Nicht jeder Geburtsfehler geht auf ein Fehlverhalten des medizinischen Personals zurück. Ist dies jedoch der Fall, steht Ihnen möglicherweise Schadensersatz zu. In einem solchen Fall sollten Sie unbedingt auf rechtlichen Beistand zurückgreifen.

Was sind die häufigsten Geburtsfehler?

Einige Geburtsschäden treten besonders häufig auf, andere sind überaus selten. Wir haben einen Blick auf die verschiedenen Geburtsfehler geworfen und sind dabei auch darauf eingegangen, wie sich diese Behandlungsfehler auf das Kind oder die Mutter auswirken können.

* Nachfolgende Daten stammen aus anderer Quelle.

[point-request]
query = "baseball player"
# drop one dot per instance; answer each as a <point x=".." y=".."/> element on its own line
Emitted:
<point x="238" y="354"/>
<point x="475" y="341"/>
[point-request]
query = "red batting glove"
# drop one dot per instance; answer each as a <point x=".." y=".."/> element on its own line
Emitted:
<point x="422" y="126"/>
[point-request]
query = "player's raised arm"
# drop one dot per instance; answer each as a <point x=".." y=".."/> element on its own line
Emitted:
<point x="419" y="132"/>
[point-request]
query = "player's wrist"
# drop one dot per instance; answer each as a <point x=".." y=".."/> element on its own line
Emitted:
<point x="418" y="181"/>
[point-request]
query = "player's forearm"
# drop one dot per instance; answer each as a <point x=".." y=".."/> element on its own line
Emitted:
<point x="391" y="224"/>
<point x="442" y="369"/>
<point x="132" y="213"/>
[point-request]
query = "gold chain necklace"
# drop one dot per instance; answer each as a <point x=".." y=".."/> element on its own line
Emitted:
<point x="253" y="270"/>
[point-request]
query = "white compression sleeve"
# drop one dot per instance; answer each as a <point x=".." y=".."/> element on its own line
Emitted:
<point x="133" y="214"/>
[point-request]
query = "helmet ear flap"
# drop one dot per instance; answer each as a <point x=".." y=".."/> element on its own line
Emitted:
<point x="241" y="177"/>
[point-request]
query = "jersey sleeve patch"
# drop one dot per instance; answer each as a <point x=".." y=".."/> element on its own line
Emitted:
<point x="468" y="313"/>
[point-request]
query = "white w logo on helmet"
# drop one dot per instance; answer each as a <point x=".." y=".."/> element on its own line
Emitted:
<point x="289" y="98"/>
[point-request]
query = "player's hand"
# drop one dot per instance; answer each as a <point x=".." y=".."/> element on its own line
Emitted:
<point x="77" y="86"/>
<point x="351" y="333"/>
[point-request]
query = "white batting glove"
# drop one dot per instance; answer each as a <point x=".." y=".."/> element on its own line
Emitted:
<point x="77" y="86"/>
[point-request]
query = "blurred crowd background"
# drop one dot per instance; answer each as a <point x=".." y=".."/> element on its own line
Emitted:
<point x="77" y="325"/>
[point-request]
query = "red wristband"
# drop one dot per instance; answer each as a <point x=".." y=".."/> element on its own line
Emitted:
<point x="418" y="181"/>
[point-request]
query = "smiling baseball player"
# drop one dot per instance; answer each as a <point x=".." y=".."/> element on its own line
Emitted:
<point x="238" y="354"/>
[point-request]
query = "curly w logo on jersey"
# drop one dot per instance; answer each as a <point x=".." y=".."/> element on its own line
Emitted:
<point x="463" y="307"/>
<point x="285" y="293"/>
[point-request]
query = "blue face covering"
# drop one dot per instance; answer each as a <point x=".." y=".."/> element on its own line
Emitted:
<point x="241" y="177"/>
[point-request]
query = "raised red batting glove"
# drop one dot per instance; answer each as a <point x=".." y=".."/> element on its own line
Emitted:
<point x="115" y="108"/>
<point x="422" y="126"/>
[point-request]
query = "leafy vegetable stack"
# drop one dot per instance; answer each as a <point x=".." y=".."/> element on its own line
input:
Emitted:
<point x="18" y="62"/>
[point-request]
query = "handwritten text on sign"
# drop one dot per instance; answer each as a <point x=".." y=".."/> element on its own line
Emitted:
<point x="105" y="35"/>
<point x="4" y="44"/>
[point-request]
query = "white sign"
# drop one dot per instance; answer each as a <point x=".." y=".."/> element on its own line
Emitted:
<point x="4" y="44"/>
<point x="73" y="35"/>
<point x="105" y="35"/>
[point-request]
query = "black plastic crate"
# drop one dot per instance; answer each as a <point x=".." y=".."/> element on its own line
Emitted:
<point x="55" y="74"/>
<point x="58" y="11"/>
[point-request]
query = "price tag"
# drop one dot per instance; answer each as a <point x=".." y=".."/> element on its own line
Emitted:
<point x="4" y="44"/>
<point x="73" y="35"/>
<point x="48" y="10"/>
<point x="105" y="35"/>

1. Sauerstoffmangel bei der Geburt

Der häufigste Geburtsfehler ist mit Abstand der Sauerstoffmangel, dem das Neugeborene während des Geburtsprozesses ausgesetzt war. Ein solches Trauma hat weitreichende Konsequenzen, denn nicht selten bleiben Kinder nach dem Sauerstoffmangel schwerstbehindert zurück. Die Ursachen, aufgrund derer während der Geburt ein Sauerstoffmangel auftreten kann, sind vielseitig. Besonders häufig kommt es zu einem hypoxischen Hirnschaden. Damit es zu einem solchen Geburtsfehler kommen kann, muss es bei den notwendigen Voruntersuchungen zu massiven Fehlern kommen. Auch eine nicht rechtzeitige oder inkorrekte Abwägung zwischen einer natürlichen Geburt und einem Kaiserschnitt (auch Sectio genannt) kann zu einem Sauerstoffmangel während der Geburt führen. Das ist zum Beispiel bereits dann der Fall, wenn das Fruchtwasser eine grünliche Farbe aufweist – die wiederum auf einen Sauerstoffmangel hindeutet – und nicht umgehend ein Kaiserschnitt eingeleitet wird.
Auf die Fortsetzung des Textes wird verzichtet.